[Paul Valéry, Regards sur le monde actuel]
L’Europe s’était distinguée nettement de toutes les parties du monde. Non point par sa politique, mais malgré cette politique, et plutôt contre elle, elle avait développé à l’extrême la liberté de son esprit, combiné sa passion de comprendre à sa volonté de rigueur, inventé une curiosité précise et active, créé, par la recherche obstinée de résultats, qui se pussent comparer exactement et ajouter les uns aux autres, un capital de lois et de procédés très puissants. Sa politique, cependant, demeura telle quelle ; n’empruntant des richesses et des ressources singulières dont je viens de parler, que ce qu’il fallait pour fortifier cette politique primitive et lui donner des armes plus redoutables et plus barbares.
Il faut rappeler aux nations croissantes qu’il n’y a point d’arbre dans la nature qui, placé dans les meilleures conditions de lumière, de sol et de terrain, puisse grandir et s’élargir indéfiniment.
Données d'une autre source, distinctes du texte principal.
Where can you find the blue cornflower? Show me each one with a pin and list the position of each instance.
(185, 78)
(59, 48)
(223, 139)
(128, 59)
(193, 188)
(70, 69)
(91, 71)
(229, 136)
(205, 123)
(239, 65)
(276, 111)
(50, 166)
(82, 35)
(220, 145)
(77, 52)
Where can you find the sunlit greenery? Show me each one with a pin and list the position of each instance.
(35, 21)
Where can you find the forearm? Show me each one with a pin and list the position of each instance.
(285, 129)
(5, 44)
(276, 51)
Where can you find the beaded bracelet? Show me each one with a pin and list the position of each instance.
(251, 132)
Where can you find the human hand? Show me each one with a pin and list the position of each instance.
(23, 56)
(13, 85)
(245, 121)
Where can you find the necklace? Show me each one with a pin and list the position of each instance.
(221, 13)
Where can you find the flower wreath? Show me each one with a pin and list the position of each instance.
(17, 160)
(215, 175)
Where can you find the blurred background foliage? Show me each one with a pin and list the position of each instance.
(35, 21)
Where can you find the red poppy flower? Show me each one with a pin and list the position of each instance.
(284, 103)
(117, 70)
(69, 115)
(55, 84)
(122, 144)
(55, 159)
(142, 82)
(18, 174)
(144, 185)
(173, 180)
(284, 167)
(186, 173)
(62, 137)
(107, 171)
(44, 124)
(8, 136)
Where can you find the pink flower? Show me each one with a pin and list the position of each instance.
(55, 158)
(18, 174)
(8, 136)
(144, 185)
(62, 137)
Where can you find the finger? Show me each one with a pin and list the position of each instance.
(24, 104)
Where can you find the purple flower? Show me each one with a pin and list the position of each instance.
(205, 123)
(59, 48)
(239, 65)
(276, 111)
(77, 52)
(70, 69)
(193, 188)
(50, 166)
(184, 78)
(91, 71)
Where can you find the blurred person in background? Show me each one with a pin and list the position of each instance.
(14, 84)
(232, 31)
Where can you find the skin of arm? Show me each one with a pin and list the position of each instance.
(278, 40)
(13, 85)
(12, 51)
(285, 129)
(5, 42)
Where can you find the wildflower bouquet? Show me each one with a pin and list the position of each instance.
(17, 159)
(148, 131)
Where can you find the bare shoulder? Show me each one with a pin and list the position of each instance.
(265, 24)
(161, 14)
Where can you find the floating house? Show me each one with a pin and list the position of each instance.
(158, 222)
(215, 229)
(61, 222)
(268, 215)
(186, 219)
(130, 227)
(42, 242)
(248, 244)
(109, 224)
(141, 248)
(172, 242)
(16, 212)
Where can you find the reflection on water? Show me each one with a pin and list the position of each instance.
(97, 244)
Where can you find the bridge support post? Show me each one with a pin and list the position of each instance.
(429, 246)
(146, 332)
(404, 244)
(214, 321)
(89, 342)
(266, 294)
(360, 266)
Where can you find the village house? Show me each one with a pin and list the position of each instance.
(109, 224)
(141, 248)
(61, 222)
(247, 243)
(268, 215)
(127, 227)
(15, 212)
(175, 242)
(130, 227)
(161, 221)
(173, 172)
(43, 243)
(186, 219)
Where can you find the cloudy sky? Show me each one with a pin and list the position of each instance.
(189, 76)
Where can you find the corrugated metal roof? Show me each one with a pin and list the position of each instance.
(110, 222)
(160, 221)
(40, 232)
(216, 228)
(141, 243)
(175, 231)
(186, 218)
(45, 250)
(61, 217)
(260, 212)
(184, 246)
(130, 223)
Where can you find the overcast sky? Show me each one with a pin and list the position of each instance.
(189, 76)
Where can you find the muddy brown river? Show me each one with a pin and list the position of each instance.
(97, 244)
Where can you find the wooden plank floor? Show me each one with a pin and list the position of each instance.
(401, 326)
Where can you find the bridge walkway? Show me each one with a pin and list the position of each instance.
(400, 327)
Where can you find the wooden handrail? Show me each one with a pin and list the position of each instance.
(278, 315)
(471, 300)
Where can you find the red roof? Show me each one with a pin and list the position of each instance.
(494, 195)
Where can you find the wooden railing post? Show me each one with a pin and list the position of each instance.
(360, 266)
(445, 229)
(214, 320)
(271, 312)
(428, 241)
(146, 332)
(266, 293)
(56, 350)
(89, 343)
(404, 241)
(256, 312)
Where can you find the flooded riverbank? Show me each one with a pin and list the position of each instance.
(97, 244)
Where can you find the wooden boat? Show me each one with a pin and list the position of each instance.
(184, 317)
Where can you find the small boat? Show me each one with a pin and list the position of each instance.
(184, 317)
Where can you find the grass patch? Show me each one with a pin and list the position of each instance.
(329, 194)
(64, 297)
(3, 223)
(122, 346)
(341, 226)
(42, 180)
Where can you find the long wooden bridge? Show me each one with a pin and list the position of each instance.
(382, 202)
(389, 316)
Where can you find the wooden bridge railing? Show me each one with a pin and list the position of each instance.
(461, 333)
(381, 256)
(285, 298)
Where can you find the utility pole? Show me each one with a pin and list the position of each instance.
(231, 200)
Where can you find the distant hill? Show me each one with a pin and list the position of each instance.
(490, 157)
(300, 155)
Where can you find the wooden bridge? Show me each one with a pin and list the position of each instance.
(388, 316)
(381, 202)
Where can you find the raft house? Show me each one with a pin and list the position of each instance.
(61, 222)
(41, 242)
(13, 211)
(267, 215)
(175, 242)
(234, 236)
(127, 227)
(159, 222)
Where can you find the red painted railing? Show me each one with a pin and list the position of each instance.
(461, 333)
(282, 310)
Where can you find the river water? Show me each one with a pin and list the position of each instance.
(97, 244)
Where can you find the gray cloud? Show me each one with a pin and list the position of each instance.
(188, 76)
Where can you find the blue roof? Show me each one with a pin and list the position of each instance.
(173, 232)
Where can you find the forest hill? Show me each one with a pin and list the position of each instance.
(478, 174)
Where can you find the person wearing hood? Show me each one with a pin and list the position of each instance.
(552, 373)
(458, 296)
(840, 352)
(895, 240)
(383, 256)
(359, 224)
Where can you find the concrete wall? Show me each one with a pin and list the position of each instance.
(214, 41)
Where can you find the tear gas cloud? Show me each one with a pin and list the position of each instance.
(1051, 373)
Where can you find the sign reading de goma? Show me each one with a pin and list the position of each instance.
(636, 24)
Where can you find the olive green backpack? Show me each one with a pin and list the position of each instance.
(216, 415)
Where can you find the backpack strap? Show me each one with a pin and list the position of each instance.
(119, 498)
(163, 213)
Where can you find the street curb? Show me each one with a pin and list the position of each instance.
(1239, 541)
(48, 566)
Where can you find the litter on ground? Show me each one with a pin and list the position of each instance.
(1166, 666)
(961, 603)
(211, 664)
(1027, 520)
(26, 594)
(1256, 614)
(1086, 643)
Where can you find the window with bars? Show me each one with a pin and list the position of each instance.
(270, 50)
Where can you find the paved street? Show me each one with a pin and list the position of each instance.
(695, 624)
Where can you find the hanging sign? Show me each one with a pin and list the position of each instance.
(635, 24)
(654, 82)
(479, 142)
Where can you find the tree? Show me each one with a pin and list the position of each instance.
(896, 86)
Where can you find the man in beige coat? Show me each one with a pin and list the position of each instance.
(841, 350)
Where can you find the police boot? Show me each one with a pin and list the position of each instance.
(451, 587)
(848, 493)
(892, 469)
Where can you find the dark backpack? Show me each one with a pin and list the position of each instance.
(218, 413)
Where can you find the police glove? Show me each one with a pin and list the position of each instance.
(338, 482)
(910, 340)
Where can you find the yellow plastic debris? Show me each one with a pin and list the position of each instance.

L’Histoire justifie ce que l’on veut. Elle n’enseigne rigoureusement rien, car elle contient tout, et donne des exemples de tout.
Je consens donc sans difficulté que ceux qui agissent en politique, c’est‑àdire qui se dépensent à acquérir ou à conserver quelque parcelle de pouvoir, ne se perdent pas à peser les notions dont ils se servent et dont leurs esprits furent munis une fois pour toutes ; je sais bien qu’ils doivent, par nécessité de leur état, travailler sur une image du monde assez grossière, puisqu’elle est et doit être du même ordre de précision, de la même étendue, de la même simplicité de connexion dont la moyenne des esprits se satisfait, cette moyenne étant le principal suppôt de toute politique. Pas plus que l’homme d’action, l’opinion n’a le temps ni les moyens d’approfondir.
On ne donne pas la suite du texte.